Exciting news for anyone who has served prison time and then successfully completed parole! Utah’s legislature in 2021 enacted amendments that now allow a 402 reduction after successfully completing either probation OR parole.
Utah Code 76-3-402 – Probation or Parole
Utah Code 76-3-402 now allows a person who has served their prison time and successfully completed parole to request a reduction in the level of the conviction. This can have HUGE benefits by reducing certain felony convictions down to the misdemeanor level.
The law previously distinguished between parole and probation, and allowed reductions only after successfully completing probation. This meant that someone who was never given a chance at probation or who violated probation and went to prison could not qualify for a reduction. Under the new law, if you serve your prison sentence and then successfully complete parole, you still qualify to request the reduction.
Instead of making technical distinctions between “probation” or “parole” the law now focuses on whether the person has made changes and turned their life around. Under the new law, when you successfully complete either probation OR parole, you can get that reduction if the court finds that it is “in the interest of justice.”

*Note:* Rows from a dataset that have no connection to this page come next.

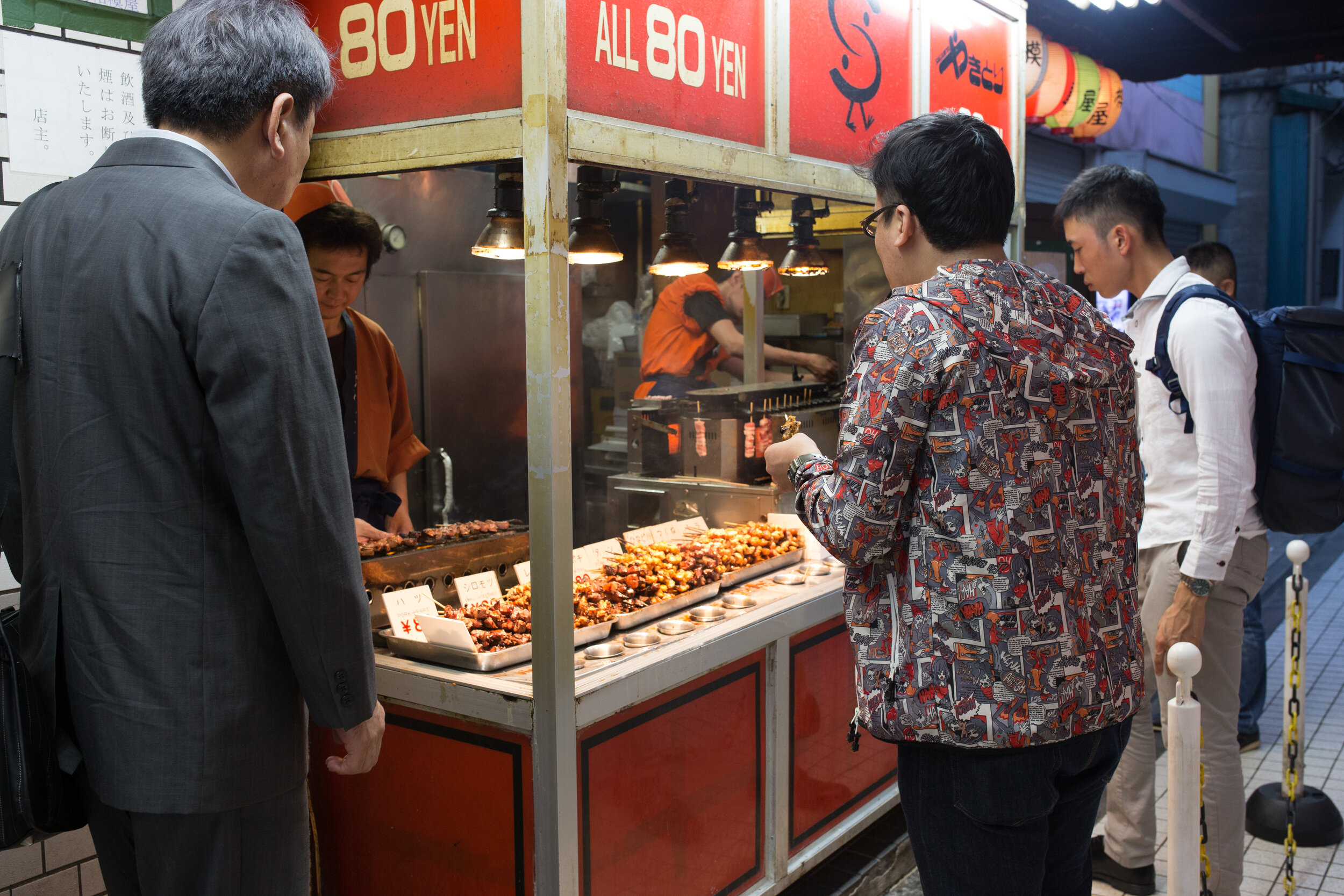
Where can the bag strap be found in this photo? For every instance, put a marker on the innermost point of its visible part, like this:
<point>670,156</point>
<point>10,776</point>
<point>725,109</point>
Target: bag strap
<point>1160,364</point>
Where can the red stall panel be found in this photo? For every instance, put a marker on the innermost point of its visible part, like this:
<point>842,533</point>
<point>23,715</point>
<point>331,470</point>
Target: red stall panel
<point>448,809</point>
<point>408,61</point>
<point>671,790</point>
<point>848,76</point>
<point>828,779</point>
<point>968,62</point>
<point>691,65</point>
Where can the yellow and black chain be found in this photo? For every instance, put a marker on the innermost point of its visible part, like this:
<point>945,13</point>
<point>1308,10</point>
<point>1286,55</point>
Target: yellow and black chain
<point>1295,680</point>
<point>1205,868</point>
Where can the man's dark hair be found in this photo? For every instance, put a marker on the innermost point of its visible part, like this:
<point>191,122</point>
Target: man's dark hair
<point>1111,195</point>
<point>953,173</point>
<point>213,66</point>
<point>340,226</point>
<point>1211,261</point>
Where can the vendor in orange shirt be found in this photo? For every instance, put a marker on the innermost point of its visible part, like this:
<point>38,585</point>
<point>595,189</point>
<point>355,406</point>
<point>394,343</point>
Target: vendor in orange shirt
<point>691,332</point>
<point>343,243</point>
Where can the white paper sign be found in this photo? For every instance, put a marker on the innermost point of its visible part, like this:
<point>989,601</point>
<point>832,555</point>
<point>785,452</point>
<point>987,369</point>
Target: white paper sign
<point>448,633</point>
<point>68,103</point>
<point>402,609</point>
<point>671,532</point>
<point>474,589</point>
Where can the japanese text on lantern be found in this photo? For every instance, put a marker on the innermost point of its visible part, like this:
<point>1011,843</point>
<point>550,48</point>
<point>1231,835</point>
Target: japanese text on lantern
<point>694,68</point>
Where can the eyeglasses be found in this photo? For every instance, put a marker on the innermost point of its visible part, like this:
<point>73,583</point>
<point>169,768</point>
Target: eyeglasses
<point>870,224</point>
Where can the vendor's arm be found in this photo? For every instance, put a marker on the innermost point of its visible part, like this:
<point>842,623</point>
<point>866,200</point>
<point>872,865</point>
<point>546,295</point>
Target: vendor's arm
<point>732,342</point>
<point>854,504</point>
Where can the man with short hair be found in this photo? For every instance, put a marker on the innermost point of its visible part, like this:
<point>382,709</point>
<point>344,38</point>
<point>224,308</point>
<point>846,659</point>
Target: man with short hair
<point>1202,548</point>
<point>985,496</point>
<point>189,574</point>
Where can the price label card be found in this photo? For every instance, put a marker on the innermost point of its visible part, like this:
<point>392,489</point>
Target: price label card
<point>673,532</point>
<point>474,589</point>
<point>402,609</point>
<point>448,633</point>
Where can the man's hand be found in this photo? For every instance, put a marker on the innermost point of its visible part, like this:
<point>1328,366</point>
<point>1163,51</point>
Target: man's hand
<point>362,744</point>
<point>1183,621</point>
<point>780,456</point>
<point>366,532</point>
<point>823,367</point>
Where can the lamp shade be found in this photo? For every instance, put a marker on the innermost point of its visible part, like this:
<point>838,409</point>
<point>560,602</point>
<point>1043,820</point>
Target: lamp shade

Jurisdiction for the District Court
As a general rule, the district court loses jurisdiction over a criminal case if the defendant is sentenced to prison (not a “suspended” prison term). Under Utah’s indeterminate sentencing system, the Board of Pardons and Parole then has jurisdiction to determine how much of a prison sentence will actually be served, whether the person will be given a chance on parole, what conditions will be imposed on parole, when parole will begin, and how long parole will last. But under the 2021 amendments, the legislature has explicitly given the original sentencing court jurisdiction over a request under Utah Code 76-3-402 to reduce the level of a conviction, even after serving prison time and on successful completion of parole.